O secretário de Turismo, Luis Carlos Benites, recorda que na época a Prefeitura realizou constantes recuperações, já que alguns pontos turísticos sofriam constantemente com as pichações ou danos em geral.

Os mais castigados eram os monumentos do padre Diogo Hase e do Índio Guarani. A estátua de Diogo Hase, localizada na Avenida Getúlio Vargas, esquina com a Avenida Ipiranga, inclusive teve a sua base elevada a 1,5 metro. “Precisamos preservar o patrimônio e a nossa história. Os turistas que vem aqui, ajudam a movimentar a nossa economia e vão embora encantados com a beleza da cidade”, diz Benites.

Conforme o secretário de Turismo, Santo Ângelo possui mais de 15 pontos turísticos que fazem parte de um roteiro acompanhado por guias de turismo.
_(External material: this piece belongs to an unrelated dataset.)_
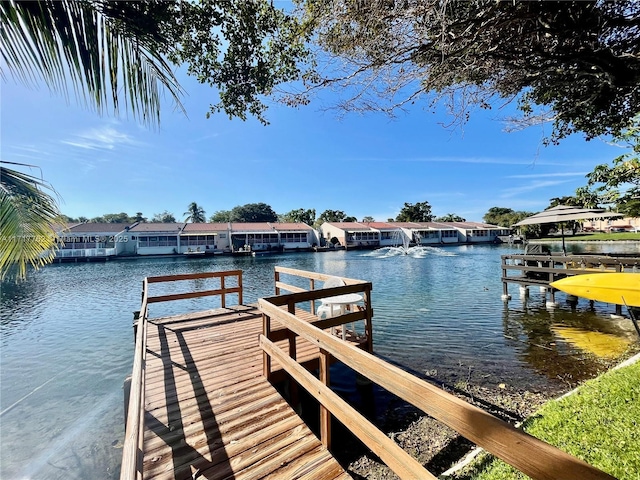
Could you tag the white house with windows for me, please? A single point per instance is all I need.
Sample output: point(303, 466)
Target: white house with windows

O objetivo daqui para frente, já citado no Plano Diretor do município, é revitalizar esses locais com pintura e colocação de placas indicativas.

O Ginásio Marcelo Mioso é um dos próximos pontos a ser incluído no roteiro turístico em razão da construção do Museu do Esporte.

Alguns monumentos que receberam cercamento

Monumento ao Padre Diogo Haze

Construído em 1968, pelo escultor santo-angelense Olindo Donadel é uma homenagem ao fundador de Santo Ângelo Custódio.
Encontra-se sobre uma base de concreto na cor azul claro em forma de pirâmide, esculpido em pedra grês e arenito rosa.

Localização: Avenida Getúlio Vargas, esquina com Avenida Ipiranga.
 

Monumento ao Índio Guarani

A obra em si compreende três imagens, no alto Sepé Tiaraju e logo mais abaixo uma família Guarani, esculpida na década de 1960, em pedra grês e arenito rosa de autoria do escultor santo-angelense Olindo Donadel.
Encontra-se sobre uma base de pedras e outra de concreto, com duas placas de bronze, uma com a inscrição na frente e outra ao lado.
O monumento é uma homenagem aos índios missioneiros em especial a Sepé Tiaraju, pelo seu heroísmo e resistência durante a Guerra Guaranítica (1754 – 1756), que morreu lutando pelo direito de permanecerem nas terras missioneiras, na região que hoje faz parte do Rio Grande do Sul.

Localização: Avenida Brasil, em frente ao Teatro Municipal Antônio Sepp.